Some challenge the notion that AU should be required to bear the burden of supporting the town. For example, one writes:
AU is one of Alberta’s four CARUs and as such, its mandate should be about education and research, not about economic development of a region. No other company or university has such mandate or responsibility.
Some provide suggestions for ways we can expand on what we are already doing to provide services to the region, and to take more advantage of our unique location for research: there are many good suggestions and reports of existing initiatives among the comments, such as this:
FST is home to Science Outreach Athabasca which is an organization supported by faculty and members of the town of Athabasca that has been engaging the community of Athabasca for 20 years and hosted over 120 public talks, science camps, nature hikes, butterfly counts, and other activities. We also host lab sessions for junior high and high school students in Athabasca schools which our faculty volunteer to do. Our research activity in FST has been growing in environmental science and computational biology with three research chairs and recruitments of new faculty to increase our capacity in remediation, long-term monitoring, aquatic systems, rural sustainability, and regenerative design, to name a few.
A few express concern with intimidation they have faced when attempting to voice opinions not held by those with louder voices and political positions to defend. Though mostly not included in the comments, personal messages to me expressed relief and gratitude at being allowed to express opinions they were afraid to share with colleagues and town residents, because of fears of reprisal or ostracization. One, that is included, put it well:
I’m tired of my voice not being heard which is why I decided to compose this letter. I’m tired of being told, I’m tired of the lobbyist/activists, Municipal and Provincial Governments not respecting the voices on the “other side”
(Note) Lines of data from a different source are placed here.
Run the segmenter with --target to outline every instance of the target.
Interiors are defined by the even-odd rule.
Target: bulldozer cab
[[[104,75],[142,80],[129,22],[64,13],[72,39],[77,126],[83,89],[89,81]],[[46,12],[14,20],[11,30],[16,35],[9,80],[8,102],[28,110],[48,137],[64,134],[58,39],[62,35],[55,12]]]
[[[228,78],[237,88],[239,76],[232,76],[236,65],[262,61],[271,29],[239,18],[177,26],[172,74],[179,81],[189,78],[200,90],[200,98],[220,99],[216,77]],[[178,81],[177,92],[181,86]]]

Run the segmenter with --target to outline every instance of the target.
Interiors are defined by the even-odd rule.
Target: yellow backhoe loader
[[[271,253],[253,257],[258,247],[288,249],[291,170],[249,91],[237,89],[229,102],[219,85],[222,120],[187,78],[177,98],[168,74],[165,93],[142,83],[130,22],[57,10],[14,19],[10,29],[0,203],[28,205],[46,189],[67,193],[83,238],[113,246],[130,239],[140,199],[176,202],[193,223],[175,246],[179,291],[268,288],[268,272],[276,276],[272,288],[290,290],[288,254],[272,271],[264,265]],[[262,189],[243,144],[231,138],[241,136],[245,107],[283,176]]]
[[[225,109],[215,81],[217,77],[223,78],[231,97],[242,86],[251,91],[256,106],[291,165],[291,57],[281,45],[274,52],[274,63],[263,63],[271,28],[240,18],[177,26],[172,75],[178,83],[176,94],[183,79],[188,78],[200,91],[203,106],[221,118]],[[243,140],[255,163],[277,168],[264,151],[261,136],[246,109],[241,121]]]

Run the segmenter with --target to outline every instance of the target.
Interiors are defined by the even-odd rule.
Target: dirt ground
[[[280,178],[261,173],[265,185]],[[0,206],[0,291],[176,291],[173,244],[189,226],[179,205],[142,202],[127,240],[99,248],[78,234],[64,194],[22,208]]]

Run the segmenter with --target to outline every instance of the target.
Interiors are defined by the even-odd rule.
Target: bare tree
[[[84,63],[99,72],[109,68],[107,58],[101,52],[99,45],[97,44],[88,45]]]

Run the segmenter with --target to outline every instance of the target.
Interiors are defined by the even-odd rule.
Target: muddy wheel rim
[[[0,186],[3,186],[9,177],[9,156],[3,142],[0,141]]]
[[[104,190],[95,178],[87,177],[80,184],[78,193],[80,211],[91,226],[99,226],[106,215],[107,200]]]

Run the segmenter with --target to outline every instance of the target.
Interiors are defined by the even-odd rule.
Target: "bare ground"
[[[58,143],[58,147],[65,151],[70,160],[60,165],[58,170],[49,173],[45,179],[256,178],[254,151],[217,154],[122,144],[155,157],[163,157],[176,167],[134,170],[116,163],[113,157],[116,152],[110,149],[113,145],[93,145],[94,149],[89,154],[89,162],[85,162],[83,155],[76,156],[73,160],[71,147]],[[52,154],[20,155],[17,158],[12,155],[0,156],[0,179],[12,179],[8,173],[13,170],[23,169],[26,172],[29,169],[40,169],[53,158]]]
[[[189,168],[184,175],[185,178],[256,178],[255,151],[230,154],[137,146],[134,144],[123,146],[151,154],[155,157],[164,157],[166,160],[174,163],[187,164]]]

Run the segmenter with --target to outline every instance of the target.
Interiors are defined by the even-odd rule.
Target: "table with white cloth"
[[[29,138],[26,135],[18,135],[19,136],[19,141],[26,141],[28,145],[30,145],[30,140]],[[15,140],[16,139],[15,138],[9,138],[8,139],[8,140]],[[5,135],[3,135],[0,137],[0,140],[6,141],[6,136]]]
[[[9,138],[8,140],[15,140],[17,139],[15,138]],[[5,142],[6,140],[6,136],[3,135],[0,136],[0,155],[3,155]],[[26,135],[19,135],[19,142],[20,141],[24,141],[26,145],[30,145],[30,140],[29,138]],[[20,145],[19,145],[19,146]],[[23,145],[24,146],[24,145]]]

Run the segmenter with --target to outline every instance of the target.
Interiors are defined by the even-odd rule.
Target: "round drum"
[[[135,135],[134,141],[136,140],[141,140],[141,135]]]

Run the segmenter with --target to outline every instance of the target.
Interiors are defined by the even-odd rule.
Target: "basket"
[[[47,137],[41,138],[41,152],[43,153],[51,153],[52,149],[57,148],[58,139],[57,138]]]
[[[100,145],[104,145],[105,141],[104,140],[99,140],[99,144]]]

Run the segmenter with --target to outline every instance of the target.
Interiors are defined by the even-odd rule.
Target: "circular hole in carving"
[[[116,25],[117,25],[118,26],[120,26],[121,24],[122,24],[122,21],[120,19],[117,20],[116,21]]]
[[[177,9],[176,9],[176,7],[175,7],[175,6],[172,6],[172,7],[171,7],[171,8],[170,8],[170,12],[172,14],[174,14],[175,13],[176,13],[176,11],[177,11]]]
This is the comment I received after sending the letter today, that is quite representative of several others:

Athabasca University is an online university and has been operating efficiently with the work from home environment and I believe will continue to do so with the a near virtual environment. I support the near virtual initiative.

The full range of comments is far richer, far more nuanced, and far more varied than what I have been able to summarize here and I apologize to the many dozens of people who provided them for not doing them as much justice as they deserve.

I hope that the recipients read and act on the letter. At the very least, they will have a far better idea of the needs, concerns, and feelings of a significant portion of AU staff than they had before, and I hope that will colour their judgment.

Thank you, everyone who signed, and thank you to all who will read it. I will be circulating the full letter and addendum to as many of those who signed it as possible over the next day or two.